To assist with serialization/deserialization, there are several methods in NSObject+JLJSONMapping.h you should know about:

*+ (NSDictionary )jl_propertyTypeMap;

Implement this method in your model object if your objects have properties that are arrays or dictionaries. This is because you'll need to tell the deserializer what class you expect the objects to be when it's done. An example would be if you have an NSArray named "people". A single person might be a JLPerson object. So you'd return: @{@"people":[JLPerson class]} from this method.

*+ (NSDictionary )jl_propertyNameMap;

Implement this method if your JSON objects have properties that map to different names on your model object. An example would be if you have a property on your model named "firstname" but the JSON representation was "first", you'd return: @{@"firstname":@"first"} from this method.

*+ (NSArray )jl_excludedFromSerialization;

Implement this method in your model object if your objects have properties that you don't want to be included in your JSON representation when serialized. For each property you don't want serialized, add its name to an array. An example would be if you have a property named password and you didn't want it to be serialized, you return @["password"] from this method.

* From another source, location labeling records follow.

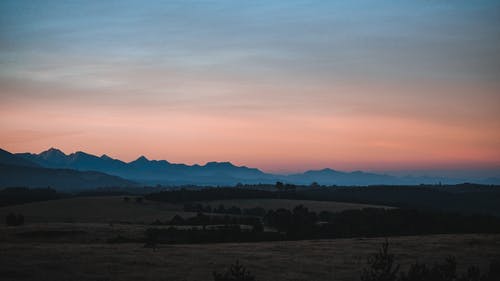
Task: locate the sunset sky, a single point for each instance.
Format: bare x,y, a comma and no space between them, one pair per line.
283,86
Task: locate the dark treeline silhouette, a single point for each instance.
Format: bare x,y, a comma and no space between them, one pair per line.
204,220
219,234
21,195
300,223
465,198
214,193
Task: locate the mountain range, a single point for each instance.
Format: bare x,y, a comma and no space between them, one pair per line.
161,172
16,171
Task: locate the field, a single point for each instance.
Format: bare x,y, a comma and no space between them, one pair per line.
340,259
115,209
68,239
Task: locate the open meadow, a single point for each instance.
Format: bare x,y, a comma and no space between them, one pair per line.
321,260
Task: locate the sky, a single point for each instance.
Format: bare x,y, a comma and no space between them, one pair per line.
284,86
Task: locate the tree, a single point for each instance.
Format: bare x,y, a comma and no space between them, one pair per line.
151,238
381,266
14,220
236,272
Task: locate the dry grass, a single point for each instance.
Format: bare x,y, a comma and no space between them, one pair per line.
95,209
115,209
340,259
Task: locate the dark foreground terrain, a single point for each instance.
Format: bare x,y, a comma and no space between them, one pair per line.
172,235
340,259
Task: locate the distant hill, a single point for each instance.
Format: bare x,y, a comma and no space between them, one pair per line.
152,172
7,158
16,171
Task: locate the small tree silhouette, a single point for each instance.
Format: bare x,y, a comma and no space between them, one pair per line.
236,272
14,220
381,266
151,240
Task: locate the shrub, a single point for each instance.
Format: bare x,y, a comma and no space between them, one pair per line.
236,272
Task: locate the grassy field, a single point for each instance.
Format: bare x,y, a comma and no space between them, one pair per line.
340,259
95,209
115,209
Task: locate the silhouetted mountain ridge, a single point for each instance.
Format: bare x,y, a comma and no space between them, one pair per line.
16,171
163,172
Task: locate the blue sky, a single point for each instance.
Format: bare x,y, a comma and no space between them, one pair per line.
332,70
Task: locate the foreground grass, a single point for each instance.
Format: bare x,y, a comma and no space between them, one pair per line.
340,259
115,209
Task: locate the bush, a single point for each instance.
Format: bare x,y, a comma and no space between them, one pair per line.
236,272
14,220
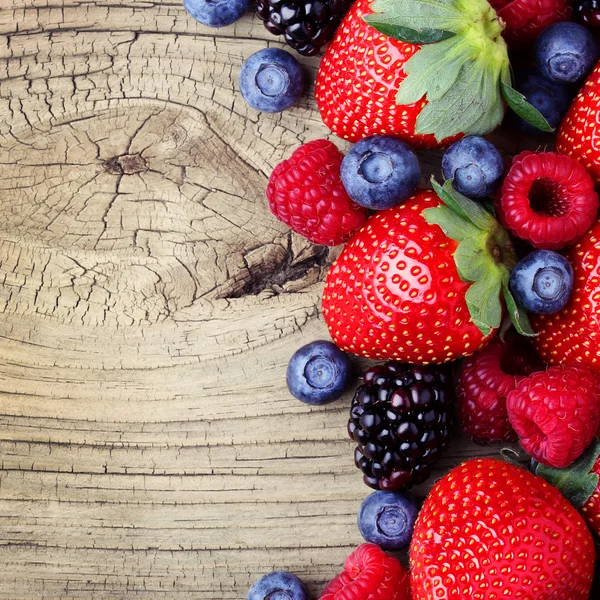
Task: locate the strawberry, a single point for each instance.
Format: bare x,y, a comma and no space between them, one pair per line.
571,335
490,530
579,133
580,484
526,19
421,282
425,71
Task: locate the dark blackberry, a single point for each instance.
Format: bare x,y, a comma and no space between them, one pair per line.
587,12
307,25
400,419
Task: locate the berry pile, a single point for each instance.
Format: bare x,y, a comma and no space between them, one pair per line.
448,284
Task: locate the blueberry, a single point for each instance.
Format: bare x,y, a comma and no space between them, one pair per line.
475,165
565,52
550,98
278,585
388,519
542,282
318,373
271,80
380,172
216,13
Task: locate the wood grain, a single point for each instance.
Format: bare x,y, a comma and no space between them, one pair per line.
149,305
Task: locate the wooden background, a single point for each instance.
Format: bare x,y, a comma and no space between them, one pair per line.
149,304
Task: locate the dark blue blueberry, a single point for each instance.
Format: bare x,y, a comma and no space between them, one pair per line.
278,585
388,519
216,13
565,52
550,98
318,373
475,165
542,282
380,172
271,80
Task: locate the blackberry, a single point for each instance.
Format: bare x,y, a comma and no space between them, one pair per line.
400,419
587,12
307,25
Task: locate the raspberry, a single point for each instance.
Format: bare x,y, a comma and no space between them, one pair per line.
556,413
547,199
526,19
307,194
369,574
485,380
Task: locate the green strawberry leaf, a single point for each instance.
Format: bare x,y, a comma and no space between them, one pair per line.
465,207
420,15
472,259
406,34
451,224
517,313
576,482
432,71
483,301
488,204
472,105
523,109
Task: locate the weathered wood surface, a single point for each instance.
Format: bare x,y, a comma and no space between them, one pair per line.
149,304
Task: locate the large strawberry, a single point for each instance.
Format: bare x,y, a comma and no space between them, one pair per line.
580,483
491,530
572,335
422,282
526,19
579,133
422,70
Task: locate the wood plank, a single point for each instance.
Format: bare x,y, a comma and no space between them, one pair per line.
149,305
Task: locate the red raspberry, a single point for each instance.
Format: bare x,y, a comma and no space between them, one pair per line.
485,380
556,413
526,19
547,199
307,194
369,574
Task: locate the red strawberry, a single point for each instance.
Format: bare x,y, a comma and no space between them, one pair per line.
579,133
307,194
395,290
485,380
580,483
369,574
490,530
572,334
556,413
422,71
526,19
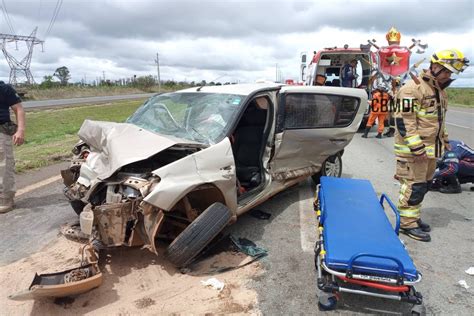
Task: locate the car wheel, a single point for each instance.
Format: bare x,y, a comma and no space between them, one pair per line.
77,206
198,234
332,167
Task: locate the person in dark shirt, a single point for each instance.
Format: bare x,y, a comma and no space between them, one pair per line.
349,74
10,134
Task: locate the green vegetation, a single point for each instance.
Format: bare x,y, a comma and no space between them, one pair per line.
463,97
50,89
50,134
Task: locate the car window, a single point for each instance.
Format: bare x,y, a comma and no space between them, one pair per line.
202,117
308,110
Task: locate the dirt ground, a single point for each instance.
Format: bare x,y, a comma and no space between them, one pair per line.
135,282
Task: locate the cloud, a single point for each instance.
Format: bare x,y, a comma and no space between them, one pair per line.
242,40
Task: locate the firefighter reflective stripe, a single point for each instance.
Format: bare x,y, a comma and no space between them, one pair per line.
424,114
401,149
455,160
403,189
430,151
413,141
405,150
409,212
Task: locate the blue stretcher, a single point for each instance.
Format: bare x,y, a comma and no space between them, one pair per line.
358,251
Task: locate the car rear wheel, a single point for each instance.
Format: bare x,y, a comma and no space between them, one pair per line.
332,167
198,234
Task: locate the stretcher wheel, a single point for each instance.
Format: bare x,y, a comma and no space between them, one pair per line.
327,302
418,310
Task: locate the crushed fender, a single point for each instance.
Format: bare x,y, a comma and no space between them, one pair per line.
65,283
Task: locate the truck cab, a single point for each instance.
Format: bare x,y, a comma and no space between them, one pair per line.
330,62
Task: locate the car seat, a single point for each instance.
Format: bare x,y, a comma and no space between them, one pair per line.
247,147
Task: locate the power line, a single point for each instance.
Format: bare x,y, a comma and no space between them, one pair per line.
7,17
39,11
53,18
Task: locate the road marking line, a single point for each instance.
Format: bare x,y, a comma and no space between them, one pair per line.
307,219
459,125
463,112
37,185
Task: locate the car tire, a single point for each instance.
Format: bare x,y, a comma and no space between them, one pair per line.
77,206
331,167
198,234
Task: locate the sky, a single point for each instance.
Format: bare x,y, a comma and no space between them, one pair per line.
222,41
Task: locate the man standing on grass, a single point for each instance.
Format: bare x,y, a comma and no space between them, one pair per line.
10,133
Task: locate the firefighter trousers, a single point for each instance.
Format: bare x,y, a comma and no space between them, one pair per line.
380,118
414,177
7,167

**+ (NSDateFormatter )jl_dateFormatterForPropertyNamed:(NSString )propertyName;

Implement this method if you pass dates around. Right now only passing dates as a string is supported. Return a dateformatter object that matches the date string you are expecting for the given property. An example would be if you have NSDate properties named "endDate" and "startDate" but both require different formats, you would implement something like this:

+ (NSDateFormatter *)jl_dateFormatterForPropertyNamed:(NSString *)propertyName {
    static NSDateFormatter *startDateFormatter = nil;
    static NSDateFormatter *endDateFormatter = nil;
    static dispatch_once_t onceToken;
    dispatch_once(&onceToken, ^{
        startDateFormatter = [[NSDateFormatter alloc] init];
        endDateFormatter = [[NSDateFormatter alloc] init];
        startDateFormatter.dateFormat = @"yyyy-MM-dd'T'HH:mm:ss.SSS Z";
        endDateFormatter.dateFormat = @"dd-MM-yyyy'T'HH:mm:ss.SSS Z";
    });
    formatters = @{@"endDate":endDateFormatter, @"startDate": startDateFormatter};
    return [formatters objectForKey:propertyName];
}

Serialization and Deserialization callbacks

JLObjectMapping currently supports two callbacks:

*-(void)jl_didDeserialize:(NSDictionary )jsonDictionary;

Called after a JSON object or JSONString was deserialized into an object. The receiving object is the new object created. This allows you to massage your data further, if needed.

-(void)jl_willSerialize;

Called before serialization on the object you are about to serialize. This allows you to massage your data or do validation before serialization.